Will Economic Growth Improve Our Health Without Greater Income Equality?

“This photograph was made in Birkenhead, not far from where the A41 finishes its journey from London. The image pays tribute to the river Mersey which historically helped bring wealth and status to the area. The photograph shows construction work taking place within the Cammell Laird shipyard, with the mausoleum to the Victorian industrialist and founder of the shipbuilding empire, John Laird, in the top left of the cemetery.” We are at a turning point in human history. For centuries the best way of improving the quality of life has been to raise material living standards. But we have now come to the end of what economic growth can do for developed countries. Measures of well-being or of happiness no longer rise with economic growth. Even though health goes on improving in rich countries, that improvement is no longer related to economic growth. We also know that rates of depression and anxiety have risen over the last fifty years or so.

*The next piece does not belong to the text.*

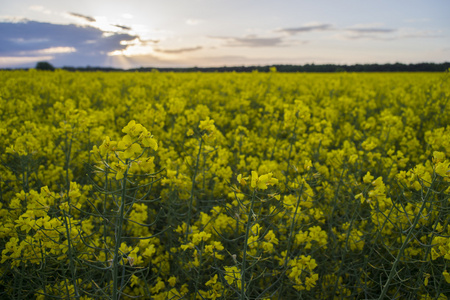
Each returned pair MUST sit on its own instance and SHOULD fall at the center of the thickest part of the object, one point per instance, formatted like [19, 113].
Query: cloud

Not only has economic growth in the rich countries ceased to bring the social benefits it once brought (and continues to bring in poorer countries), but it now threatens the planet. We are therefore the first generation to have to find new ways of improving the real quality of life. The evidence suggests that we need to shift our attention away from increasing material wealth, to the social environment and the quality of social relations in our societies. For rich countries to get even richer makes little or no difference to the prevalence of health and social problems but the social problems which beset many rich societies are much more common in more unequal societies. Societies with smaller income differences between rich and poor are more cohesive: community life is stronger, levels of trust are higher and there is less violence. The vast majority of the population seem to benefit from greater equality.